We all want to be seen and heard and know that what we are saying and doing matters; expressing appreciation is a way to say “Thank You” and affirms to the listener that his contributions to the team are known and necessary. This is so important the Profit Pathway team sets aside time during what we call Affirmation Friday to express appreciation for the gifts and talents we each bring to the enterprise. It encourages each member of the team to really look for ways the others are contributing they may have missed initially.

Coaching

Helping others discover ways to grow and develop is what coaching is all about. Being focused on your continuous growth can make it easier to for you to receive feedback; the feedback is not necessarily about what you did wrong but what you can do better.

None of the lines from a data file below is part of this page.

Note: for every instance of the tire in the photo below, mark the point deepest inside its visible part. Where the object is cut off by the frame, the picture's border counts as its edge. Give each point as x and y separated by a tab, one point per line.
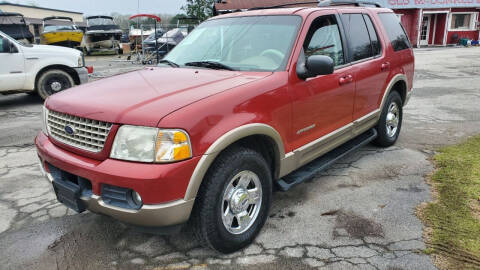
213	200
53	81
393	109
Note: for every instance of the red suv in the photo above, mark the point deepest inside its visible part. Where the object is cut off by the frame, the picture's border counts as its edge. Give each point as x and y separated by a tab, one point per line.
236	109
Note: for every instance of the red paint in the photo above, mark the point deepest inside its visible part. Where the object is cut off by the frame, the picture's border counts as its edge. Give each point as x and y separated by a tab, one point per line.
440	30
209	103
156	183
410	23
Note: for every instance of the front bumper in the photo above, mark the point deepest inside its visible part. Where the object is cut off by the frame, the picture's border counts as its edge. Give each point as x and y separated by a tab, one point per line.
82	73
407	98
112	172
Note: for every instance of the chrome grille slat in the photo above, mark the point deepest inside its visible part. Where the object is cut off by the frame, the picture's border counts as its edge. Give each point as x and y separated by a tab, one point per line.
90	135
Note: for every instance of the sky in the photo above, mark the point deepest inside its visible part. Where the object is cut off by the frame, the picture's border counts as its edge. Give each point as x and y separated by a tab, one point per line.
106	7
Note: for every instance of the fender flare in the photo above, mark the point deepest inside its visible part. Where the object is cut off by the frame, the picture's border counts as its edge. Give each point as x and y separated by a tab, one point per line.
222	143
395	79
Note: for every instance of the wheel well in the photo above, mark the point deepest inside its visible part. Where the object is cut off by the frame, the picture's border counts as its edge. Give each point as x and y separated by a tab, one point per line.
67	69
265	146
401	88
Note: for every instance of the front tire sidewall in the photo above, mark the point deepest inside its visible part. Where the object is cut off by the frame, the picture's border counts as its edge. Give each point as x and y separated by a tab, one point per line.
213	229
383	139
42	88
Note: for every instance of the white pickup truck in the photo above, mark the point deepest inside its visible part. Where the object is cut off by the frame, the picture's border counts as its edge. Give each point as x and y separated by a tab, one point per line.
40	69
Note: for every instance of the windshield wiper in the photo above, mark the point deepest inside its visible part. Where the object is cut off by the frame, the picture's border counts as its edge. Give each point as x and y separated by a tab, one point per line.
209	64
168	62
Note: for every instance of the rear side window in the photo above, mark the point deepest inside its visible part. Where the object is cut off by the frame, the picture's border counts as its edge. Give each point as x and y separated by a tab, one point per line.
376	47
357	36
395	31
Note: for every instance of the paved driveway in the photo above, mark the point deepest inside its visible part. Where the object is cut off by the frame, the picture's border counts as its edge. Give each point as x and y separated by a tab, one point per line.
358	214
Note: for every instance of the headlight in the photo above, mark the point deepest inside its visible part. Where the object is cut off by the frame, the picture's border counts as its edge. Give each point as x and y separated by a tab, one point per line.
45	120
146	144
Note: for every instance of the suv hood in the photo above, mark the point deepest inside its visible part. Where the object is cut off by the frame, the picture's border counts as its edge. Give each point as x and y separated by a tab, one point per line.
49	49
144	97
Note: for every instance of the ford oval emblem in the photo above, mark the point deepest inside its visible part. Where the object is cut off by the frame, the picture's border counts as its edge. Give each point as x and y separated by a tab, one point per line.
70	130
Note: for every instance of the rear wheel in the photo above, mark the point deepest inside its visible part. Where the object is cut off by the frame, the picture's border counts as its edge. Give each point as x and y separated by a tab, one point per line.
390	122
53	81
233	202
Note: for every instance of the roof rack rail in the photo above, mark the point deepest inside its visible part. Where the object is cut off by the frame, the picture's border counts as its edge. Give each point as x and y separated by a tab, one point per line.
358	3
285	5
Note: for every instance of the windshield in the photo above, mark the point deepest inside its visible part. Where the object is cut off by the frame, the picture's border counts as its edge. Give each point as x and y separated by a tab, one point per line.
254	43
54	28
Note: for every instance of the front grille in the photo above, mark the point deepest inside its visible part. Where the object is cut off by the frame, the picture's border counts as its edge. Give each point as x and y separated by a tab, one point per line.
83	133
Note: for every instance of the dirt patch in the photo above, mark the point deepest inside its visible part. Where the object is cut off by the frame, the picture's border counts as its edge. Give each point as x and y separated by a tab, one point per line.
356	226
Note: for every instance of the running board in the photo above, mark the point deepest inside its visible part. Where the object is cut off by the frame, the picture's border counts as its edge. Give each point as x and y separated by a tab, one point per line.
311	169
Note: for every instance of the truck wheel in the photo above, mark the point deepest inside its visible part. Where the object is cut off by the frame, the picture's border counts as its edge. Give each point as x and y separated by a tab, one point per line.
53	81
233	202
390	122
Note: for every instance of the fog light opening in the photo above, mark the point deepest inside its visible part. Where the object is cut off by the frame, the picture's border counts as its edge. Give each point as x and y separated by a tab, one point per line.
136	198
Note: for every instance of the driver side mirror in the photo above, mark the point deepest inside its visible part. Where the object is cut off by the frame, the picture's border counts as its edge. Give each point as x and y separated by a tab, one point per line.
9	47
315	65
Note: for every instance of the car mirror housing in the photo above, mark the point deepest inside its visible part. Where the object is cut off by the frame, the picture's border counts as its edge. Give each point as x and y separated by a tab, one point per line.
12	48
9	47
314	65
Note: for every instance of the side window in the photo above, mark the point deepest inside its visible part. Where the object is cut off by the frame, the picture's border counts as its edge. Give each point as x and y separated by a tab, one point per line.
395	31
1	45
376	47
323	38
357	36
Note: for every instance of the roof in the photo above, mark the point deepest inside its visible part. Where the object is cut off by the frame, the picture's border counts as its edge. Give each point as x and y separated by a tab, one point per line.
28	6
248	4
99	17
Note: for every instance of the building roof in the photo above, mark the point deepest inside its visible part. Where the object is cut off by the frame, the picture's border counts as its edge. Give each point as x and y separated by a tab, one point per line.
28	6
248	4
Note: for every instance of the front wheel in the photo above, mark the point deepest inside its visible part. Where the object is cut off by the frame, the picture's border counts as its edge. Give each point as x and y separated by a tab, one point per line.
53	81
390	122
233	202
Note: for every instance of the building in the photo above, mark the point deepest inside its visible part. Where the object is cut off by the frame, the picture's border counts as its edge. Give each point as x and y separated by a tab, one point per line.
427	22
34	15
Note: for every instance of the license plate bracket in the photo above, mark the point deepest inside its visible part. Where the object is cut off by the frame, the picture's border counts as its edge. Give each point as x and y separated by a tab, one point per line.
69	194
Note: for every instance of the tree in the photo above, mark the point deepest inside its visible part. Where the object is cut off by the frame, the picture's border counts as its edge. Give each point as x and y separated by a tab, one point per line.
201	9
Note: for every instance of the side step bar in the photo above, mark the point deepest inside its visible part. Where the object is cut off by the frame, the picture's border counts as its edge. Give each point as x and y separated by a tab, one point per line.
311	169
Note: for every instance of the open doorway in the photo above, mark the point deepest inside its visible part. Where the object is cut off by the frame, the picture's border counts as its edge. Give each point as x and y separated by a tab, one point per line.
425	29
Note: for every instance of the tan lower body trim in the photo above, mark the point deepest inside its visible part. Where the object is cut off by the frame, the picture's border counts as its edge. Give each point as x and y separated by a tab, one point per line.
301	156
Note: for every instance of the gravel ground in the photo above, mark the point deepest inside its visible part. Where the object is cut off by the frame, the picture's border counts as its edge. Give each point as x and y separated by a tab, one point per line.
359	214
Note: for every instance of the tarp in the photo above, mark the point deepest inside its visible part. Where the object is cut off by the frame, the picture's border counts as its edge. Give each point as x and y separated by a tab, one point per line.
172	37
17	31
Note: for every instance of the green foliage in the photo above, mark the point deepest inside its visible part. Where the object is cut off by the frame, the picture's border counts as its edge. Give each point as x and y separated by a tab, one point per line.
201	9
455	217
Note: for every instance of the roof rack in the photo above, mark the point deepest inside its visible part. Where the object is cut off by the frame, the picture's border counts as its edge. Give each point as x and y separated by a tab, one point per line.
285	5
358	3
57	18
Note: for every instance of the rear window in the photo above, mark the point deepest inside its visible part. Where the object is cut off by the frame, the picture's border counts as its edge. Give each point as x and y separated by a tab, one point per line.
357	36
395	31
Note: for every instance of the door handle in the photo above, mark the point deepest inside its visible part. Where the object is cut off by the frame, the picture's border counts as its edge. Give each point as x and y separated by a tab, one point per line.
385	66
345	79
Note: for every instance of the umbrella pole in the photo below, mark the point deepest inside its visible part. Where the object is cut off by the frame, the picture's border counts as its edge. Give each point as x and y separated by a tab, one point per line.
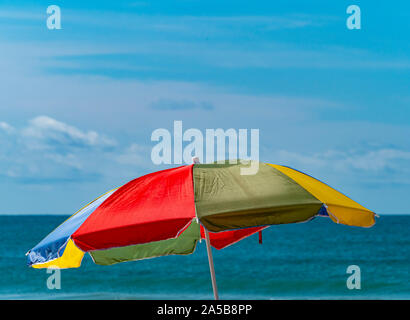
211	264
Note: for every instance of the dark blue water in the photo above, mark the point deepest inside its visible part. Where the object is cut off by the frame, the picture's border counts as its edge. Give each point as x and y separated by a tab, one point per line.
297	261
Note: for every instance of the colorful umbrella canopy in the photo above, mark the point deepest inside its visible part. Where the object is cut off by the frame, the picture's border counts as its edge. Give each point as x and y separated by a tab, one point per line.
168	212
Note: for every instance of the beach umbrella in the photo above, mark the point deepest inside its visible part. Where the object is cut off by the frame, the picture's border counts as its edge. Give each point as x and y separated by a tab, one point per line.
169	211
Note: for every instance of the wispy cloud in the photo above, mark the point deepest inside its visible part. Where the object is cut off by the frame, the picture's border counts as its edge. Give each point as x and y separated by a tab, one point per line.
45	132
164	104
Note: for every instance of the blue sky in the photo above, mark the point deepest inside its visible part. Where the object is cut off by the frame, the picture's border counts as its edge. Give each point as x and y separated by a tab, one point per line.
78	105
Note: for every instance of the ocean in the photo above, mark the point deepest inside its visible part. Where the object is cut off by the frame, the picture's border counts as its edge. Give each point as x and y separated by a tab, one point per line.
296	261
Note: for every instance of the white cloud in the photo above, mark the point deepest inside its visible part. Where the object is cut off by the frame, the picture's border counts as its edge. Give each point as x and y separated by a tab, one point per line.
46	132
371	161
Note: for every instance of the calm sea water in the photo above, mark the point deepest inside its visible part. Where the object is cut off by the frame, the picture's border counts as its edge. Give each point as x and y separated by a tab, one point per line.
297	261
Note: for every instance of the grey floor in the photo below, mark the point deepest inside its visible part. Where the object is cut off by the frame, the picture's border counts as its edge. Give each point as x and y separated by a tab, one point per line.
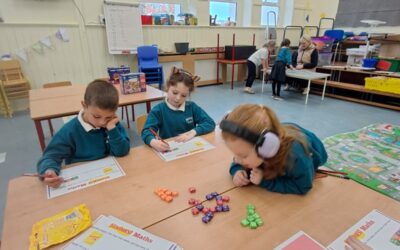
19	140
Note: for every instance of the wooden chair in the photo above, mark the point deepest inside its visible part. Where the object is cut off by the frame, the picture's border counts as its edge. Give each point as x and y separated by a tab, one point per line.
55	85
16	86
5	106
140	121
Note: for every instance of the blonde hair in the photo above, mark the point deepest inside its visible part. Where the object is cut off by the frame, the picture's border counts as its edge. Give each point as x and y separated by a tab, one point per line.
305	38
270	44
257	118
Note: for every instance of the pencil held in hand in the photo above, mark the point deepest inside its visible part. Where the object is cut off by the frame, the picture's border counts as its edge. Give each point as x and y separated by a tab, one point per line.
157	136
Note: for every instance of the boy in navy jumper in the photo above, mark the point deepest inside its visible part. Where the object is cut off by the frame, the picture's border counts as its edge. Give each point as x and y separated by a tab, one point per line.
95	133
176	117
280	157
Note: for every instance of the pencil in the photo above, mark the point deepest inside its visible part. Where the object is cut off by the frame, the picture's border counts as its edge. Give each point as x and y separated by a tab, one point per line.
34	175
331	172
157	136
337	176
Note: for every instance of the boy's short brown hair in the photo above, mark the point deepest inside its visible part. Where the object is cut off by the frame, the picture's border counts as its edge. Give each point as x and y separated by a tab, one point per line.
102	94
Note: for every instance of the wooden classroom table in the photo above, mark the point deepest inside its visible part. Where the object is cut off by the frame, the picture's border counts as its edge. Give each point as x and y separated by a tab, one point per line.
328	210
305	75
46	93
57	102
129	198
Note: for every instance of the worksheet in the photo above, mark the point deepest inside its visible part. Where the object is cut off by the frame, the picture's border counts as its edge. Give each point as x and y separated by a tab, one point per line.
183	149
375	230
300	241
109	232
86	175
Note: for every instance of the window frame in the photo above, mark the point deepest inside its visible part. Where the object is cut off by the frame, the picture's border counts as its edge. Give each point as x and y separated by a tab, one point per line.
226	1
270	4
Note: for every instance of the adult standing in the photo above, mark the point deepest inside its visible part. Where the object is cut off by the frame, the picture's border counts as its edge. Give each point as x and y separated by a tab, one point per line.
260	57
306	58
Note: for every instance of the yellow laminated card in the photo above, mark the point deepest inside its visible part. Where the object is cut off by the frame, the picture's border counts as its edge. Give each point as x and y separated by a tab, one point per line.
60	227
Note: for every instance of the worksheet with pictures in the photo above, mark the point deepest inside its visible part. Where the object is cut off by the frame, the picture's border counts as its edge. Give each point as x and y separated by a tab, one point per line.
183	149
375	230
109	232
86	175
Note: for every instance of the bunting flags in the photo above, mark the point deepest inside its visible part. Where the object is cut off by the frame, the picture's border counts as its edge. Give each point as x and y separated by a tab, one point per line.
38	47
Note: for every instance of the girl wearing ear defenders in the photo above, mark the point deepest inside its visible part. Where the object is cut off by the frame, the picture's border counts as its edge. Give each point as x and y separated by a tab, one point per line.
280	157
176	117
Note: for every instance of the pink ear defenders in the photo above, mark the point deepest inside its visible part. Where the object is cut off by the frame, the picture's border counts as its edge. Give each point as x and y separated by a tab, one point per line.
267	143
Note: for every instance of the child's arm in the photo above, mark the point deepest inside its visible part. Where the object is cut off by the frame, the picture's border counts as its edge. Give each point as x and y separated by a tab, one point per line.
153	122
118	140
203	122
59	148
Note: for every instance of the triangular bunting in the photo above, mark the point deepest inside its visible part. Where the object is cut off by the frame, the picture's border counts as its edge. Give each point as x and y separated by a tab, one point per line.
22	54
37	47
47	42
62	35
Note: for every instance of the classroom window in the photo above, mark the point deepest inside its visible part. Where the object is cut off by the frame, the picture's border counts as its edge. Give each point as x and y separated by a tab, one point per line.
267	7
160	8
224	10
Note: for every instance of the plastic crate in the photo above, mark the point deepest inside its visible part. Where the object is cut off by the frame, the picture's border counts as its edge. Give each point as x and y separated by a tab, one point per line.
395	64
384	84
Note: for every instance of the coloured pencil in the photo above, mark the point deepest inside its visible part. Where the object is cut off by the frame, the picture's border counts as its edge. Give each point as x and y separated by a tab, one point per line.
157	136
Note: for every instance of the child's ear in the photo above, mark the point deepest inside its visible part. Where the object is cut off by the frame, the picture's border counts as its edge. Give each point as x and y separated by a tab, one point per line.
84	105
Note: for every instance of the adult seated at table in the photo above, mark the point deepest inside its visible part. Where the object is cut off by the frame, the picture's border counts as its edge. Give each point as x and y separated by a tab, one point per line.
306	58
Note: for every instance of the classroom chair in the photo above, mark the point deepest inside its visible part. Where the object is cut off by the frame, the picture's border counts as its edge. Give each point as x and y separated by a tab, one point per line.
15	85
140	121
55	85
148	64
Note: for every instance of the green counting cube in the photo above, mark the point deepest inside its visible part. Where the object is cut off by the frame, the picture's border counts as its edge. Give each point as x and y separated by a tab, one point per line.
245	223
253	225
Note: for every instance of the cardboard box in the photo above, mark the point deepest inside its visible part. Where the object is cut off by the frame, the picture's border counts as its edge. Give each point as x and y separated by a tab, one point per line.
133	83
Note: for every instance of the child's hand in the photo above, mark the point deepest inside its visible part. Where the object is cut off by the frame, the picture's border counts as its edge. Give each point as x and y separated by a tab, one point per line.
51	179
112	123
186	136
256	175
355	244
240	178
159	145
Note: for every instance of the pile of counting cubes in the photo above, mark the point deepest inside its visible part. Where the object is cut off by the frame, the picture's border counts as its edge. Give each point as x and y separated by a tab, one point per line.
253	220
165	194
210	211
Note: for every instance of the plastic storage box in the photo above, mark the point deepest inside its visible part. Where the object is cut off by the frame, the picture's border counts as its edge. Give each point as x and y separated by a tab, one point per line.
133	83
384	84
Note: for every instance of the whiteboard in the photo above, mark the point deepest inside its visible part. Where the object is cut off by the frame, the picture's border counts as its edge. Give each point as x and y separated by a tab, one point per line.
123	28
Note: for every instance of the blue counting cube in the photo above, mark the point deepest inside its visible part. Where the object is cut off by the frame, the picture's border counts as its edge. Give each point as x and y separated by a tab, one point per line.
219	208
200	207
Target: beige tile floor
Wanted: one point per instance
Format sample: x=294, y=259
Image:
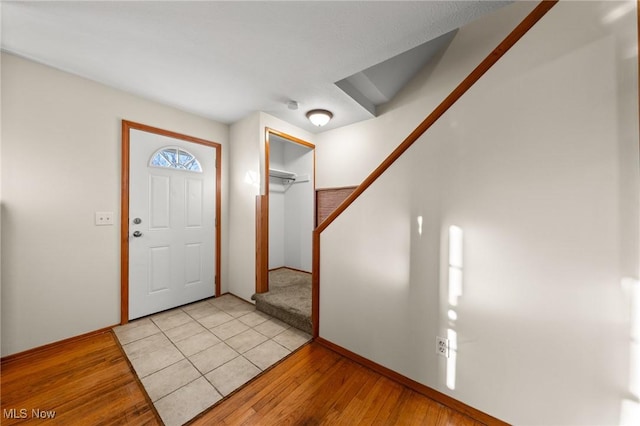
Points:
x=191, y=357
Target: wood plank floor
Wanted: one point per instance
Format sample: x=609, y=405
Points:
x=316, y=386
x=89, y=381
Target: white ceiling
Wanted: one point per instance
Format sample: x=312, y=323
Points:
x=226, y=59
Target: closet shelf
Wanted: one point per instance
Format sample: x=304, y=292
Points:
x=282, y=174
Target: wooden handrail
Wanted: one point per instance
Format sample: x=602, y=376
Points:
x=527, y=23
x=447, y=103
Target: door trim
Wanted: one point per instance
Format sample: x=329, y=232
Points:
x=124, y=207
x=262, y=210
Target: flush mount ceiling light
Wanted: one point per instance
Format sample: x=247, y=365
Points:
x=319, y=117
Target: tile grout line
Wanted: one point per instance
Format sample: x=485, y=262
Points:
x=230, y=310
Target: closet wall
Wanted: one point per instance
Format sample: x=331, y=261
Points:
x=290, y=205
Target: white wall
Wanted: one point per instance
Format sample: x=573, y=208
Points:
x=246, y=182
x=299, y=209
x=291, y=207
x=347, y=155
x=276, y=206
x=61, y=140
x=538, y=165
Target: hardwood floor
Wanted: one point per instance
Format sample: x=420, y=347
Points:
x=89, y=381
x=316, y=386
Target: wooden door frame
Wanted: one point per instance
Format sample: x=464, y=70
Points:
x=262, y=209
x=124, y=209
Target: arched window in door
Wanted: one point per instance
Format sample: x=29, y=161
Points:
x=175, y=158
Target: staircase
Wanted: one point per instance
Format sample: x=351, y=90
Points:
x=288, y=298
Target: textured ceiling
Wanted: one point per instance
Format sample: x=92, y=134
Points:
x=224, y=60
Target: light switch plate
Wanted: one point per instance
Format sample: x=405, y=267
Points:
x=104, y=218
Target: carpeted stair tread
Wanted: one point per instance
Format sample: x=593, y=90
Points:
x=288, y=298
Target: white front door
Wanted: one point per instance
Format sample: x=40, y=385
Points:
x=172, y=196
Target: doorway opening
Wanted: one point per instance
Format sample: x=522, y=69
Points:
x=170, y=220
x=285, y=222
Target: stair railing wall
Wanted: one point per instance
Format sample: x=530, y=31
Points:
x=496, y=226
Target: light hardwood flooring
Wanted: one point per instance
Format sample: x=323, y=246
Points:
x=89, y=381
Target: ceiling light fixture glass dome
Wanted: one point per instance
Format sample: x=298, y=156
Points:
x=319, y=117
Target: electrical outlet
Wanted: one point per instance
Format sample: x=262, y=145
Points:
x=442, y=347
x=104, y=218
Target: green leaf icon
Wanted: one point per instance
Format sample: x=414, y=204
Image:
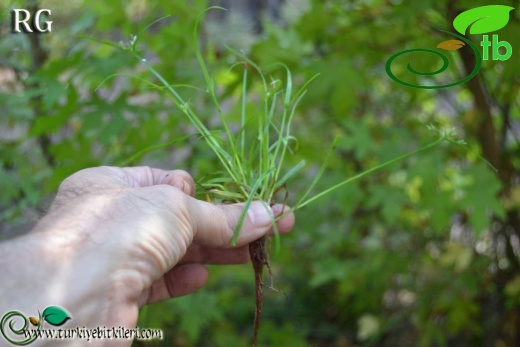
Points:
x=483, y=19
x=55, y=315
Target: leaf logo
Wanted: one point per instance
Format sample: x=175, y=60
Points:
x=483, y=19
x=451, y=45
x=55, y=315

Or maybe it is about something that went wrong; coaching feedback can help you find the lessons in the mistake.

Evaluation

An evaluation is like an assessment. In a work environment, your performance is usually being evaluated against a standard or against others doing the same or similar work. My military evaluations contained high points from the previous year as well how my performance ranked among that of my peers. My evaluations helped me assess my standings, my chances of being promoted and earning more responsibility.

The person receiving feedback has the power to determine the effectiveness of the feedback. Having a growth mindset helps…so does knowing how to ask for the type of feedback you want and learning to recognize the type of feedback being given.

“Nothing affects the learning culture of an organization more than the skill with which its executive team receives feedback.” ~ Shelia Heen Tweet this now!

from Thanks for the Feedback: The Science and Art of Receiving Feedback Well is by Shelia Heen and Douglas Stone.

Something to think about:

  • How well do you receive feedback?
  • What type of feedback impacts you negatively?
  • What can you do to change how you receive feedback?